PAUL BURA

Poet,  Broadcaster,  Writer

HERNE BAY
The Little Restaurant on the Prom

          A childhood memoir of life before polio, and immediately after, and my magical childhood           adventures in and out of a wheelchair

Herne Bay Memorial Park

The park was somewhere that you went when there was nothing else to do, where Mum and Dad could contain us and know where to look for us. But actually it was the last place that we would choose to go. Yes, there were the swings. Come to think of it the park was always referred to us as the swings. There was a girl called Peggy who reckoned that the reason why she had a really flat nose was because she had been swung so high that she went right over in a loop and fell out smashing her nose…or so she said?

Beach Street led right up to our back yard which we shared with the Greek restaurant next door. We had right-of-way. Beach Street crossed over Mortimer Street and then the High Street and led directly to the park. Our end of Beach Street ran parallel with the alley where I had the fight with Michael Lee. Down this alley lived two fearsome brothers called Dave and Freddie Silvers. Now Dave was always beating up Freddie, the smaller of the two, and generally giving him a hard time. I even remember Dave nearly drowning Freddie in the sea on purpose! Freddie had continual lines of green snot coming from his nose that he wiped on his sleeve, which dried to a pale green crust. Now our mother always gave us hankies, and anyway we weren't suppose to play with these boys as they were considered too rough. So of course we did.

It was during the early polio years that Dave nearly pushed me into the park pond, wheel chair and all. Of course he hadn't meant to… so he said. From that time on I had a go at Dave every time he hit Freddie. ''Why do you do it, Dave? ''Cos it's fun,'' he'd say, ''and anyway, what's it to you?'' Now my arms were very strong, especially my left arm through constantly pulling myself up stairs, getting out the wheel chair etc. In fact my left arm was Herculean, way and above a normal kid of my age (I was 11 at the time).

Dave got in the habit of punching me then running away, always confident that I couldn't come after him. On that particular day I was out of my wheelchair and sitting on a seafront bench when he started to pound me in the chest with his fists and again running away. He did this about three times. The fourth time I was ready for him. As he came towards me my left arm snaked out and grabbed him. And I pulled him toward me kicking and punching.
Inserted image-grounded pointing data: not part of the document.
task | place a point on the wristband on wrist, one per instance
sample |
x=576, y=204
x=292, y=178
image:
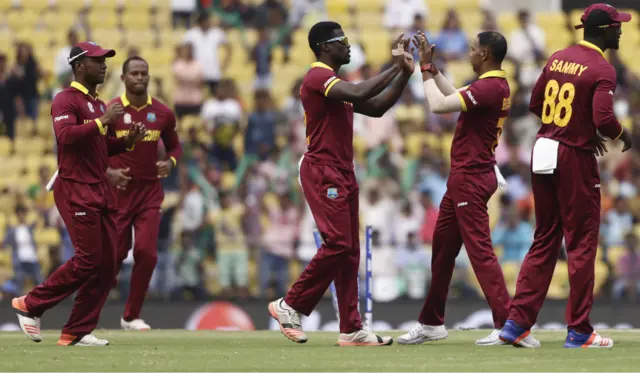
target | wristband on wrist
x=429, y=67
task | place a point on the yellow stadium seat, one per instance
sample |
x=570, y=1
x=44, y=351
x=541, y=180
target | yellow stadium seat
x=32, y=163
x=18, y=20
x=228, y=180
x=3, y=225
x=414, y=143
x=6, y=146
x=51, y=161
x=47, y=237
x=59, y=22
x=28, y=146
x=73, y=5
x=136, y=20
x=105, y=20
x=188, y=122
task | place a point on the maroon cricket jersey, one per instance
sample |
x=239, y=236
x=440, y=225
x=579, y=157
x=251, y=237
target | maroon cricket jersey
x=574, y=96
x=485, y=107
x=160, y=123
x=84, y=144
x=329, y=123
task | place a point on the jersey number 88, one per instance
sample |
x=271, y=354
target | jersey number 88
x=556, y=107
But there was no way I would let him go before I had pounded him into submission. I pounded him not just for me but for his brother. In my child mind I thought that I was seeking revenge for us both. And when I finally let him go, him promising not to hit me again, he immediately took it out on his brother.

We, Freddie and I, especially Freddie, couldn't win. But he never hit me again, because, slow as I was, I would hound him down, and set some sort of trap for him, and he knewthat. Soon after, Dave and Freddie moved and I never saw them again.

The park pond was where I first tried out my Jetex speedboat. Jetex was powered by a smoke capsule, which was sealed inside a miniature canister, which was in turn fixed to the back of the plastic speed boat. A fuse was lit and as it burnt down inside the canister it ignited the smoke capsule, which then forced the smoke out through a tiny hole. And Hey Presto the little boat travelled through the water like a bat out of hell. The bad news was that you couldn't control it. There was a rudder, yes, which you could set. But, often as not it crashed into the concrete island in the middle of the pond. The crashes were as spectacular as the speed was exhilarating. The boat would go so fast that when it crashed it lifted itself right up and onto the bank, smoke pouring from its not-yet-exhausted smoke capsule. Fantastic! My sister Melly would have to wade across to the island to rescue it, her dress tucked up inside her knickers: ''Urrrrr, the bottoms all slimy,'' she protested. But she always went in, never failed to retrieve it. Good ol' Melly.